We recognize his transplant every year on the anniversary and we thank your family in our hearts. I wonder where the time has gone as we approach the 20th
My father has given back by working with the transplant program in the Philadelphia area that helped him. He meets with people that are pre and post op. These folks are anxious and unsure about their future. Meeting my father and hearing about his outcome has given hope to many. A lot of good has come from it and has touched many lives.
I’m sitting in our family room finishing this letter. My daughter is asking me what I’m working on. I took a moment to tell her about what happened 20 years ago, again. For a 6 year old she knows a lot about it. “How did they match blood type daddy?” our conversation begins. She asks about your family and if you’re OK. I explain the procedure to her and I let her take in what she can.

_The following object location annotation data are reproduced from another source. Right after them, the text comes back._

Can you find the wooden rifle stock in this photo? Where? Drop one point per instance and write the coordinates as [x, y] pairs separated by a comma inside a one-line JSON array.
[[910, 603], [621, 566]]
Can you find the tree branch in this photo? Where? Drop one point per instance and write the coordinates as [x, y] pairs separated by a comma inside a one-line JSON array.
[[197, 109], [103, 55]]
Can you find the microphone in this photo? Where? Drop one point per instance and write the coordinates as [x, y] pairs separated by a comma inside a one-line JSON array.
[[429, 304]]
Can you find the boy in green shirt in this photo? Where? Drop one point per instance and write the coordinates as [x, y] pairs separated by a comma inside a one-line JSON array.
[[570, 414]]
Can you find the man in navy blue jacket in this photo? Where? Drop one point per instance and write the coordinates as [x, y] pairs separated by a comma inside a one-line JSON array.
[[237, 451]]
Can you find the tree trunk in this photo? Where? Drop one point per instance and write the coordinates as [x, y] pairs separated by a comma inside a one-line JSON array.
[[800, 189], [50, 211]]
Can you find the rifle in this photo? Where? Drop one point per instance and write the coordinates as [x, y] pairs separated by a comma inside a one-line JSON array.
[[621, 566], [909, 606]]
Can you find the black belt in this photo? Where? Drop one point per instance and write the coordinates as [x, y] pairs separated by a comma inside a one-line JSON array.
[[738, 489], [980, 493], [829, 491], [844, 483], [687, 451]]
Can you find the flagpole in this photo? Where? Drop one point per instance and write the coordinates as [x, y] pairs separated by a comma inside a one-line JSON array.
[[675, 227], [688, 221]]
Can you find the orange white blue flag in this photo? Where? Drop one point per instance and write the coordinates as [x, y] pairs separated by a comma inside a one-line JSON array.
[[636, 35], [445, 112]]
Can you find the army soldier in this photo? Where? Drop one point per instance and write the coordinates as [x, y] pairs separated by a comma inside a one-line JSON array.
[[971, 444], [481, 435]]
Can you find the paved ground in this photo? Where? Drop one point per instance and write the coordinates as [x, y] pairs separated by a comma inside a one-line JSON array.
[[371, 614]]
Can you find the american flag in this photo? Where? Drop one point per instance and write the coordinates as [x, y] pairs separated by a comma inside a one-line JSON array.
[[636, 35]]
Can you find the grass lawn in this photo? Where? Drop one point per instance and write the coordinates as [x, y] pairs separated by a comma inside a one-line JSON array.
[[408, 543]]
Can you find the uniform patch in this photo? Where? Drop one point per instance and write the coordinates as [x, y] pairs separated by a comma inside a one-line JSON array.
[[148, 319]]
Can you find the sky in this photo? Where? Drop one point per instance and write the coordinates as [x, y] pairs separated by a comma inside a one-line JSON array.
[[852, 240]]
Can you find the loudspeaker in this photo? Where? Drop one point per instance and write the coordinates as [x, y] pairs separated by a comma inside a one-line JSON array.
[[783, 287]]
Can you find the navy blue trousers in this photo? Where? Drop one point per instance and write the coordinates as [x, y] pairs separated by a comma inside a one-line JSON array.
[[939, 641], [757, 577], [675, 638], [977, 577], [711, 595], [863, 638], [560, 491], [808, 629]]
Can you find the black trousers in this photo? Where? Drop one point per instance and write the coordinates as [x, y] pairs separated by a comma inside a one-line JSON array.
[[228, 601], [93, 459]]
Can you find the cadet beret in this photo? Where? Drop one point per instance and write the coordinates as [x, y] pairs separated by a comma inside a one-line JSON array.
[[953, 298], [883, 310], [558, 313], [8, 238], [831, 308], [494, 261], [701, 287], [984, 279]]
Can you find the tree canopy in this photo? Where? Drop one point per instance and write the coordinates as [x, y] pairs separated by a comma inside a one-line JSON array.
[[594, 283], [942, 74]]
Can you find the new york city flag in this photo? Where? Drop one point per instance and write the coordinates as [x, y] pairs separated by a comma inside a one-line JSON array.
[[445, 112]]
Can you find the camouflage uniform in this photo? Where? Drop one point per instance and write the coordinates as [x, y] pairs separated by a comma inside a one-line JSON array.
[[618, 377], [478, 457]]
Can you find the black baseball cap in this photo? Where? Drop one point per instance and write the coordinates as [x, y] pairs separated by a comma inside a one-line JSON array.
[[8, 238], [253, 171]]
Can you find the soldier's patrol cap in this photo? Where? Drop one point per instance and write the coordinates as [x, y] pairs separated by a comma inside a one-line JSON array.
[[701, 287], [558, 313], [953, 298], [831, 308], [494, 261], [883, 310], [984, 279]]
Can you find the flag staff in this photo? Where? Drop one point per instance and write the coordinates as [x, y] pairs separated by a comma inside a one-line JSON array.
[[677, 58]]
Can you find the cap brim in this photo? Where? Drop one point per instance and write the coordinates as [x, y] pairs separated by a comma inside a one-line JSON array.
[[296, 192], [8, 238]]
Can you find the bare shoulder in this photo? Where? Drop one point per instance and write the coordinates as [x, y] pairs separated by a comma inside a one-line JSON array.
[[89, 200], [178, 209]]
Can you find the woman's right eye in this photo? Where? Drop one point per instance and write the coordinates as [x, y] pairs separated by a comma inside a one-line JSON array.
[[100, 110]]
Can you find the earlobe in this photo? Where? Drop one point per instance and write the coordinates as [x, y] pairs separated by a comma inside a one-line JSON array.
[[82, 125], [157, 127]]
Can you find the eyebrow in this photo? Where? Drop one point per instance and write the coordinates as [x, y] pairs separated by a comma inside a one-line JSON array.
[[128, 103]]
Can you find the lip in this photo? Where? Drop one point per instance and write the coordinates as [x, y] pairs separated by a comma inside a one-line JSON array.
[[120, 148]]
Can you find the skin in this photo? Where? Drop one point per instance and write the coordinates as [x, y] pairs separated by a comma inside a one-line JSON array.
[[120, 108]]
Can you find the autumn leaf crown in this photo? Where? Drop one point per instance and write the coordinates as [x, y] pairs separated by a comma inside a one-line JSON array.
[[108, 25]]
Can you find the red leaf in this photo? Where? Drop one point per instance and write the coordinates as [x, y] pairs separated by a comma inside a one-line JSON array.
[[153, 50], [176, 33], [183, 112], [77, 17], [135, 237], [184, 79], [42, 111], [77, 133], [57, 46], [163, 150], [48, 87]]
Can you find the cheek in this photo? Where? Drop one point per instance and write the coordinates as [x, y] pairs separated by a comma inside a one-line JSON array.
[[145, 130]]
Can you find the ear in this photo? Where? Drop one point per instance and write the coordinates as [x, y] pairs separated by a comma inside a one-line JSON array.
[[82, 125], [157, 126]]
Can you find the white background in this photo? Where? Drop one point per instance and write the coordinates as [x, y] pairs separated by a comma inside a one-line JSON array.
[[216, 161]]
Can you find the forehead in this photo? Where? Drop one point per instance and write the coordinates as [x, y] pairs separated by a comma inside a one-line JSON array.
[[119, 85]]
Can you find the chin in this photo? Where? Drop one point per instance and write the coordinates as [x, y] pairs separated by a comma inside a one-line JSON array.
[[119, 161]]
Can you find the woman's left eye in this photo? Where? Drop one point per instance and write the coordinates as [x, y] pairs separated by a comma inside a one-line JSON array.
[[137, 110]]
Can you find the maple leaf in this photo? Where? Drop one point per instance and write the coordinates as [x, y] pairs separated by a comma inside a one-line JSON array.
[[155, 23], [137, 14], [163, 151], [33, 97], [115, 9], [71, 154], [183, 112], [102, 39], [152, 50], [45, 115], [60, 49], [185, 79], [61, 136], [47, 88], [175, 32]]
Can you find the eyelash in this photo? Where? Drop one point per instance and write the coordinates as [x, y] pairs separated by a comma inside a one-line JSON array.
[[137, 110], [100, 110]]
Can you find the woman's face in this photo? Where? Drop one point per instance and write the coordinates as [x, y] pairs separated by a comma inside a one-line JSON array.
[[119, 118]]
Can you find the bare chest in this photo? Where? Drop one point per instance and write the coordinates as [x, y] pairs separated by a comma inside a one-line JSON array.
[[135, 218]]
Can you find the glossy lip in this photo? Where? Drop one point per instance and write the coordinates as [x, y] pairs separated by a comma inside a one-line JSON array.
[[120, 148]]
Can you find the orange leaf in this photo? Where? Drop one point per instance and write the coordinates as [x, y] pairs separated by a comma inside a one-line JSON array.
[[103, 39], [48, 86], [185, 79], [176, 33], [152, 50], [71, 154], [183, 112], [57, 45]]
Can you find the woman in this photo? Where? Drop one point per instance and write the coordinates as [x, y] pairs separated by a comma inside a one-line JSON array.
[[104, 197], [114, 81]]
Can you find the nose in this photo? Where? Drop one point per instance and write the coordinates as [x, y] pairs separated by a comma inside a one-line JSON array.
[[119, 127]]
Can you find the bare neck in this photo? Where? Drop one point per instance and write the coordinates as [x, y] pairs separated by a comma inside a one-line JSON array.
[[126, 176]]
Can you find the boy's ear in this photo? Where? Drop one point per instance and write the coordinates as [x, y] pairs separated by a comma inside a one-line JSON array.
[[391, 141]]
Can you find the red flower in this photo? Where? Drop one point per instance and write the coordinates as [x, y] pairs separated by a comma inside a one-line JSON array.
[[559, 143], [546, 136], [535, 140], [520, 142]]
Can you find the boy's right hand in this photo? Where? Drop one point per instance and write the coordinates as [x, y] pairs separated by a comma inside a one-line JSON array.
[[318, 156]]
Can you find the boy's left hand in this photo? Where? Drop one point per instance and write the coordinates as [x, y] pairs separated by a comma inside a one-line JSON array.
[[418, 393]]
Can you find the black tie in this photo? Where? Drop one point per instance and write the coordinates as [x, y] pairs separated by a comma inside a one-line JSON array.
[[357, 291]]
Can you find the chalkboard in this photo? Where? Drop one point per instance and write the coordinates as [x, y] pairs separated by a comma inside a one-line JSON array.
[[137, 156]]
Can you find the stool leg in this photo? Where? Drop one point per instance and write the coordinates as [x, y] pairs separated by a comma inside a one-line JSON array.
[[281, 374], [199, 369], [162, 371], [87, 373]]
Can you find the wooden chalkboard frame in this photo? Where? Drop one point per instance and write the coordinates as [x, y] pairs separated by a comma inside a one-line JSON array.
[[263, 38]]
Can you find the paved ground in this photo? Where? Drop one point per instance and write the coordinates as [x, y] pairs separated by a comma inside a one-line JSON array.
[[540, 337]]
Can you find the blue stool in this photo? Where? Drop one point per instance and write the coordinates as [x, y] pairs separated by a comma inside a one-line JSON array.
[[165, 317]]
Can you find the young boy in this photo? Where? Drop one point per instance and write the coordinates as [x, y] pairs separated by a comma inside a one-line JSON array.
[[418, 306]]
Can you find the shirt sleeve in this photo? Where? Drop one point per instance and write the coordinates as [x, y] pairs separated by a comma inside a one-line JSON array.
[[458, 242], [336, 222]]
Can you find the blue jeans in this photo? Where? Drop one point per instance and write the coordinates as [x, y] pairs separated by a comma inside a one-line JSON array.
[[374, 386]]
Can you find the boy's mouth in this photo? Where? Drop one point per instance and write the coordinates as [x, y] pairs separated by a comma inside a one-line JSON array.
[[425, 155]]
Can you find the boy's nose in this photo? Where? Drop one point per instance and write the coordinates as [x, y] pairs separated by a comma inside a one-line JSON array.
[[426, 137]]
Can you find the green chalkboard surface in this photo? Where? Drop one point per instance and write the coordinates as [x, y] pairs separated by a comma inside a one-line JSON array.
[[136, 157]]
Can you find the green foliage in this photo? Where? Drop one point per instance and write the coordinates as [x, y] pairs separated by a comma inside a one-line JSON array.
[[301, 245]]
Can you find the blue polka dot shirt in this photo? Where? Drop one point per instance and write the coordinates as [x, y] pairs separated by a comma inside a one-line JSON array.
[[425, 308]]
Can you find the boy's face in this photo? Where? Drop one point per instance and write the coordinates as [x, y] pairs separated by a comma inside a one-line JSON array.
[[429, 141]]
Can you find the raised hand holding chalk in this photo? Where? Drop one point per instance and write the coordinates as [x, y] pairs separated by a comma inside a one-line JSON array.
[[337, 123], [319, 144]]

She told me to say thank you for her pop-pop.
You have and will always be in our thoughts, hopes, and prayers.
All our best,
Recipient and his family
p.s., my father's NR is now back under influence of his ANS. I think something like 40% of HTs will show re-innervation of the parasympathetic and sympathetic nerves. We know this because his resting rate is about 70 these days. When he was first transplanted it settled in at about 100 which is the heart's natural internal rate.
He had excellent exercise tolerance from the start, never had a problem with adrenaline controlled HR.
You'd be amazed at how quickly this kicks in.
My father didn't get sick, even when at one point 5 of his grandkids were in daycare :-)
He did, however, have some mild problems with skin cancer. This is a concern with immunosuppressants. He had a basal cell removed (they thought it was a melanoma). It's just something you have to be more aware of.
The worst side effects he had were from the prednisone, which he was taken off of many years ago. He's now on imuran and cyclo.
just read the responses, thank you, these stories and advice really help
Itdood, if your father was in Dilated Cardiomyopathy he would experience a major change in the way he felt after his transplant. CHF patients always do. If this gentleman has HCM, he may not have the same affect, my daughter did not. The one thing she did notice was her ability to do math in her head and to remember certain things changed greatly. She had some improvement in her exercise tolerances, but it wasn't major. Why? We don't know. Some people feel much better afterward, some HCM patients don't see much difference.